Ferguson has studied caribou in the North for years and said he has received predictions from Inuit about the herds’ health and migration patterns since starting to survey the species.
“I’ve strategically tested predictions Inuit have made about caribou that were looking 10, 20 years into the future…every one of those predictions came true.”
He explained how Inuit understand the fluctuations in caribou populations and when they will change or move areas.
When a more colonial approach might suggest limiting harvests to allow the population to grow, for example, Inuit hunters understand the cycles different species go through and when the land may need to rest to allow the lichen, which is caribou’s main food source, to regrow.
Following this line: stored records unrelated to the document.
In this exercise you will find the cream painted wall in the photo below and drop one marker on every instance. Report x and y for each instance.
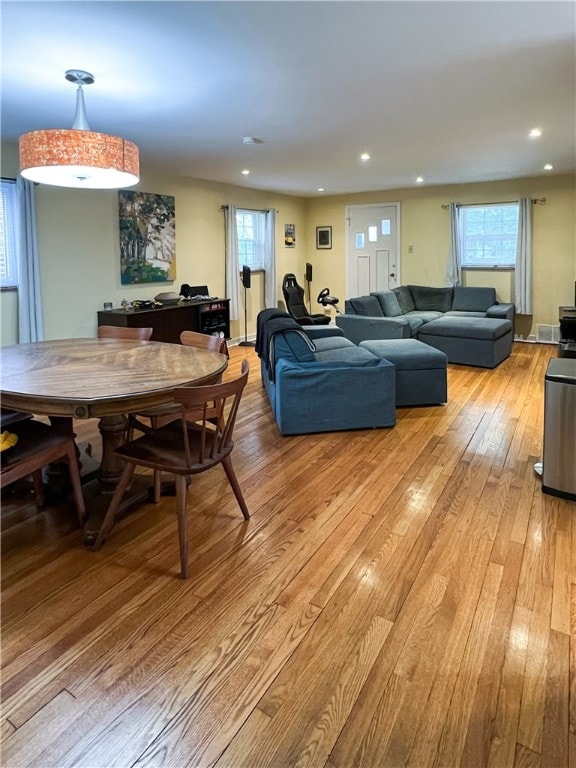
(78, 248)
(425, 227)
(78, 237)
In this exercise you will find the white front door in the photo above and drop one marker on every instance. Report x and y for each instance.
(373, 255)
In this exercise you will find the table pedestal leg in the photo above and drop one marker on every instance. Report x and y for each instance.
(113, 431)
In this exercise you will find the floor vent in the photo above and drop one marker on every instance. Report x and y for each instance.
(548, 334)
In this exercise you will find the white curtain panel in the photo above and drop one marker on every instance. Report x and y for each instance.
(30, 311)
(523, 271)
(454, 271)
(232, 262)
(271, 282)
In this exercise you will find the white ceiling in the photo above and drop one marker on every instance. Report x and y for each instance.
(445, 90)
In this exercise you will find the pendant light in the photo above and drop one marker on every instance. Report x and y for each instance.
(79, 157)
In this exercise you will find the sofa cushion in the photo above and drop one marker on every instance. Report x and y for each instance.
(404, 299)
(431, 299)
(424, 317)
(293, 345)
(389, 303)
(407, 354)
(347, 356)
(368, 306)
(472, 299)
(455, 313)
(332, 342)
(466, 327)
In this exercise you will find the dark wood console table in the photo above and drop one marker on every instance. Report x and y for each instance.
(203, 315)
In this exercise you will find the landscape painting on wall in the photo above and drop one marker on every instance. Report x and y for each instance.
(147, 237)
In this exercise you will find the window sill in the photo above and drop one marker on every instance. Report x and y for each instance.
(488, 269)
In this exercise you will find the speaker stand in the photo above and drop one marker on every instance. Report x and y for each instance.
(246, 343)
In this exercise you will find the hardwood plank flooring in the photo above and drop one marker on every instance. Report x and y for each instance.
(400, 596)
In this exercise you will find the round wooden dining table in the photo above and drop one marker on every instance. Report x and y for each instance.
(104, 379)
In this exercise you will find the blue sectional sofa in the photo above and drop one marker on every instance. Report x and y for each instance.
(400, 313)
(466, 323)
(318, 381)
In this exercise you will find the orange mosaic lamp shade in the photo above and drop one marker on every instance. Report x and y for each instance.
(77, 158)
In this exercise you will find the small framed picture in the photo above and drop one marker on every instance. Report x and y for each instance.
(289, 236)
(323, 237)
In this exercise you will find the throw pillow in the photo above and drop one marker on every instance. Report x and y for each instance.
(368, 306)
(389, 303)
(404, 299)
(292, 345)
(431, 299)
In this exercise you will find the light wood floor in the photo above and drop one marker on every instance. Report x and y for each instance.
(400, 596)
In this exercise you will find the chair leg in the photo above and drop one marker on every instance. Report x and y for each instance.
(76, 483)
(181, 498)
(111, 512)
(157, 485)
(231, 475)
(38, 488)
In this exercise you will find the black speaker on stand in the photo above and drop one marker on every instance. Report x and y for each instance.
(308, 278)
(246, 279)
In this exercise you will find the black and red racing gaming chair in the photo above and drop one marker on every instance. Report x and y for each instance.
(295, 306)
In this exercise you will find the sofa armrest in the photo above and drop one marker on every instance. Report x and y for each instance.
(501, 311)
(321, 331)
(358, 328)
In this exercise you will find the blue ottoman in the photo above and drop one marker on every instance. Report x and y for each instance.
(480, 341)
(421, 377)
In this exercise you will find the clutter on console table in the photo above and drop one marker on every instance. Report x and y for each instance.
(168, 321)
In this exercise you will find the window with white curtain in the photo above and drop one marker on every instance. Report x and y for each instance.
(8, 234)
(489, 235)
(251, 229)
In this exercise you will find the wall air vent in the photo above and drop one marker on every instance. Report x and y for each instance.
(547, 334)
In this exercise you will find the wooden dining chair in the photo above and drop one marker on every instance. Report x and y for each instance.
(37, 446)
(163, 415)
(120, 332)
(204, 341)
(186, 448)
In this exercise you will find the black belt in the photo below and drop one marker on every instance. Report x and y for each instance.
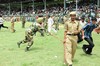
(72, 34)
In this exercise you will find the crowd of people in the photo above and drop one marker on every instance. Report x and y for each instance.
(78, 25)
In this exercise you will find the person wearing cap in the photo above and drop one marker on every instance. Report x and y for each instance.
(23, 21)
(50, 24)
(72, 28)
(28, 38)
(82, 24)
(1, 23)
(87, 35)
(13, 19)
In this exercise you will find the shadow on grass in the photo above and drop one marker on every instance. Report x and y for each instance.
(91, 56)
(36, 48)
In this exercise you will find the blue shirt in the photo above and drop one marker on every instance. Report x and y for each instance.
(88, 29)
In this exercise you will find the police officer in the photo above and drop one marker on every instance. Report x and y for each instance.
(1, 23)
(23, 21)
(87, 30)
(13, 19)
(56, 22)
(28, 38)
(72, 28)
(40, 25)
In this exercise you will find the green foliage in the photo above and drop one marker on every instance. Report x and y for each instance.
(46, 51)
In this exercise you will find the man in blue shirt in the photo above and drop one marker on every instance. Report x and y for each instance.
(86, 32)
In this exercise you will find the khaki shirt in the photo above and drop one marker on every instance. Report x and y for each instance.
(70, 27)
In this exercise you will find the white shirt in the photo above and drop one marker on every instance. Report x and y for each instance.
(1, 20)
(50, 21)
(82, 24)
Without harvesting, caribou could also overgraze the lichen, causing other ripple effects.
“I have never heard elders say that these cycles should be modified or changed.”
“I’m not against scientists because I am a scientist,” said Ferguson. “It’s a huge bending of the mind from science to this sort of knowledge base, but that knowledge base is valid.”
Although Canada only met the marine portion of its 2020 Target 11 goal, the federal government has since raised the stakes by committing to protect 25 per cent of Canadian lands and waters by 2025 and 30 per cent by 2030.
An Aviqtuuq IPCA, which would be roughly half-terrestrial and half-marine, could provide a crucial opportunity to not only help hit those targets, but to do so through Indigenous-led conservation.
Mélanie Ritchot is a Métis journalist who grew up in Manitoba and now lives in Iqaluit, Nunavut. She is currently a reporter for Nunatsiaq News, a publication whose audience resides in the eastern Arctic, and writes long-form pieces about Indigenous art and environmental issues on the side.